While he “struggled” in the majors in 2022 with a 6.43 ERA, he actually posted a 0.40 FIP and 1.90 xERA thanks to a whopping 46.7% K rate with 14 strikeouts and three walks. That came in just seven innings, but he achieved quality results in the minors as well, with a 2.87 ERA and 69 strikeouts with a solid 21 walks in 53.1 innings.
But more than the stats, it was how he achieved this turnaround that was likely more interesting to the Dodgers. In the past, Miller was a fastball, cutter, and curve pitcher that mixed in an occasional change, and even recently as 2021 was still working with three pitches and 60+% fastballs. However, in his successful showcase stint with the Giants, he cut his arsenal down to just a fastball and slider, actually throwing the latter (55%) more than the former (45%). With his fastball back in the mid-90s (topping out at 97ish) and a slider being thrown a few ticks harder than ever, he’s also getting more swings and misses than ever.
Small sample, but the stuff grade normalizes quickly and puts him in the upper echelon of sliders with a very good fastball to boot.
Furthermore, the slider has generated 45 minutes of seam-shifted wake, the more of which has proven to improve results against hitters. As a bonus, the spin almost mirrors that of his fastball, which should make it harder to pick up.

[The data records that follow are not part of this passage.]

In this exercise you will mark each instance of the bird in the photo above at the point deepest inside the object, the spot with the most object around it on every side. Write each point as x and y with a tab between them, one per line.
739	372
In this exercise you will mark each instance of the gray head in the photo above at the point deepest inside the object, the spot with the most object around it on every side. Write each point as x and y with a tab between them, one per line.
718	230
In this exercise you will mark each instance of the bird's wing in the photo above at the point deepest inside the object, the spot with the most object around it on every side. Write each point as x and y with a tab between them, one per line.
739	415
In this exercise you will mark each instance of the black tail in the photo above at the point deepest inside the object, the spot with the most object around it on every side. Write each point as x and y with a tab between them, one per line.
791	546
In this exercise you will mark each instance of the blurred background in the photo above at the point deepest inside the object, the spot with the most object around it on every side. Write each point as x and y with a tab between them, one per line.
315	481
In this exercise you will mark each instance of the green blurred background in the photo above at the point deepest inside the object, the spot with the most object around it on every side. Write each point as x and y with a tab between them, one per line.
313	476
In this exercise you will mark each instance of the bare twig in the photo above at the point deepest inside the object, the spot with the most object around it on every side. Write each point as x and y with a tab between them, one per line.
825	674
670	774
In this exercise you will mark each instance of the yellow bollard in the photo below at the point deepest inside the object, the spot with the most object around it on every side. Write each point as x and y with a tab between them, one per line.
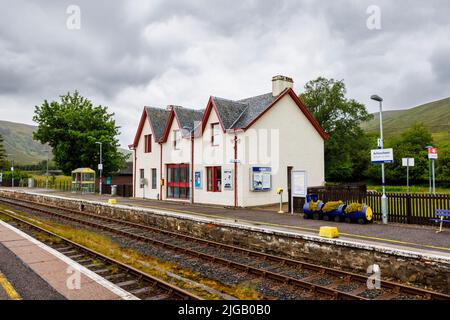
328	232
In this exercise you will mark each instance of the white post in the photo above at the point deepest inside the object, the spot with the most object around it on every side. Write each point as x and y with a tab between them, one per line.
434	178
407	175
383	197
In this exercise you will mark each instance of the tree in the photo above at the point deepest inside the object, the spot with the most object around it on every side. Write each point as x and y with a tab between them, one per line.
347	152
2	153
72	126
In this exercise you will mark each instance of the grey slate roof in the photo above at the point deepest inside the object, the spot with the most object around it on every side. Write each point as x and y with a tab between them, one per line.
158	118
189	118
228	110
255	106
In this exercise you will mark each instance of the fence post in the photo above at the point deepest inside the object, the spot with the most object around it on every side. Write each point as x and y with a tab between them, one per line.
408	209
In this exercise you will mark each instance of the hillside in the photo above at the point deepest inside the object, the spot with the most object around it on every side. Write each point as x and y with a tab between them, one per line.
434	115
19	142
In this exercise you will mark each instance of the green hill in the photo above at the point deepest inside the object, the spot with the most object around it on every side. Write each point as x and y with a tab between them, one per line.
19	142
434	115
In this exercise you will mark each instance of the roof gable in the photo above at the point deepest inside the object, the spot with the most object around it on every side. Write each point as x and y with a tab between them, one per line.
157	119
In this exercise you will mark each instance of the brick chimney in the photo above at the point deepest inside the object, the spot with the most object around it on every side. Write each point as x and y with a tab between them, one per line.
280	83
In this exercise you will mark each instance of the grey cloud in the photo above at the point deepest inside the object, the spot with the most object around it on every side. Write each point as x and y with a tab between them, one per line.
166	51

Quite frankly, when looking at some of the outings he had last year, it’s curious he didn’t get a longer run in San Francisco.
Granted, it’s hard to ever be too sure with a player who hasn’t produced end product for as long as him, especially with his injury history, but you don’t have to look very hard to see at least a quality middle reliever already, much less whatever the Dodgers get out of him with further refinement. Miller now seems healthy and his two-pitch arsenal look absolutely legit, so in a market where relievers are getting silly money and years, he seems like a solid bet to help bolster the pen in 2023.